JP6180912B2 - Linear actuator ball spline device - Google Patents

Description

  The present invention relates to a linear actuator unit, and more particularly to a linear actuator / ball spline device.

  The present invention is a transmission unit that performs relative linear motion by combining a spline shaft and a nut member via a large number of balls, and is a ball spline such as a linear guide part of a machine tool or various industrial machines or a torque transmission part of an industrial robot. Used for equipment.

  As is known, this type of ball spline device is known from the patent documents 1 and 2. The ball spline device is assembled to the spline shaft through a plurality of balls and a spline shaft having a plurality of ball transfer grooves extending along the longitudinal direction, and a nut member having an infinite circulation path for the balls; The nut member can be freely moved along the longitudinal direction around the spline shaft with the infinite circulation of the balls.

  The infinite circulation path of the ball provided in the nut member is a load passage composed of the ball rolling groove of the nut member installed on the ball and the ball rolling groove of the spline shaft, and is parallel to the load passage.
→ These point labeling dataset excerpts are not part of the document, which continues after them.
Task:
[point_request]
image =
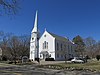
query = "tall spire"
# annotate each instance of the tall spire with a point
(35, 29)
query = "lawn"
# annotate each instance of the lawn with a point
(91, 65)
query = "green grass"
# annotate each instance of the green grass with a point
(92, 65)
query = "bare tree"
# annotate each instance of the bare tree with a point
(91, 46)
(9, 7)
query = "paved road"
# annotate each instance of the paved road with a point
(33, 70)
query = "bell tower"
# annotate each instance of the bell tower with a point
(34, 41)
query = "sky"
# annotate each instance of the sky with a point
(67, 18)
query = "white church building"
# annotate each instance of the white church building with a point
(49, 45)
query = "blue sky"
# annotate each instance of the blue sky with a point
(63, 17)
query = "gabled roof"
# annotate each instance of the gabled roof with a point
(58, 37)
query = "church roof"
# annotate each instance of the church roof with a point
(58, 37)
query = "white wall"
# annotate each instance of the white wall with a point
(51, 44)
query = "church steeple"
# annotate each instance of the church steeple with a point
(34, 41)
(35, 29)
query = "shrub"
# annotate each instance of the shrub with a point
(98, 57)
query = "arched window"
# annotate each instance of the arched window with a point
(45, 45)
(57, 46)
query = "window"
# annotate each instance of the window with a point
(44, 35)
(57, 55)
(61, 46)
(45, 45)
(32, 38)
(61, 56)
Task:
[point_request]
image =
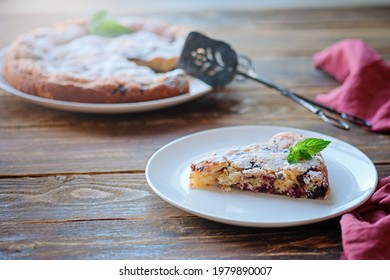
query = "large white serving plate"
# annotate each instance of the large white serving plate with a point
(352, 177)
(197, 89)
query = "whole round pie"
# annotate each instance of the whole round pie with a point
(67, 62)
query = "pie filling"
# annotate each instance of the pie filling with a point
(263, 168)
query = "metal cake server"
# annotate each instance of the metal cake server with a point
(217, 64)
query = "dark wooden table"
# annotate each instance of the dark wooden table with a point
(72, 185)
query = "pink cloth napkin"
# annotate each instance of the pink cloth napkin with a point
(365, 78)
(366, 230)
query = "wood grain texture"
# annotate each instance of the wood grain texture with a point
(118, 216)
(79, 143)
(72, 185)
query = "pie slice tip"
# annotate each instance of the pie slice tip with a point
(263, 168)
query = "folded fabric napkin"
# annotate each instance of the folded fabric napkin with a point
(365, 78)
(366, 230)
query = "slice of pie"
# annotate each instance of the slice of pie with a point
(66, 62)
(264, 168)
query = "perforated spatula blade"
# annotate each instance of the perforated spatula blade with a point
(211, 61)
(216, 63)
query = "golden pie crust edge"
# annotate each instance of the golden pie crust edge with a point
(24, 75)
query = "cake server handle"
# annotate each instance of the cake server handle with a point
(288, 93)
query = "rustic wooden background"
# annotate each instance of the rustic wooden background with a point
(72, 185)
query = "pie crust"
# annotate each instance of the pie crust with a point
(264, 168)
(65, 62)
And a U-shaped direction change path connecting the load path and the ball return path. And the infinite circulation path of a ball | bowl is formed by arrange | positioning the said direction change path in the both ends of a load channel | path and a ball | bowl return channel | path.

  In the ball spline device of the above-mentioned document, a synthetic resin cage is attached to a gap between an inner peripheral surface of a nut member formed in a cylindrical shape and a spline shaft passing through the inner peripheral surface. The ball return path and the direction change path are formed using the cooperation.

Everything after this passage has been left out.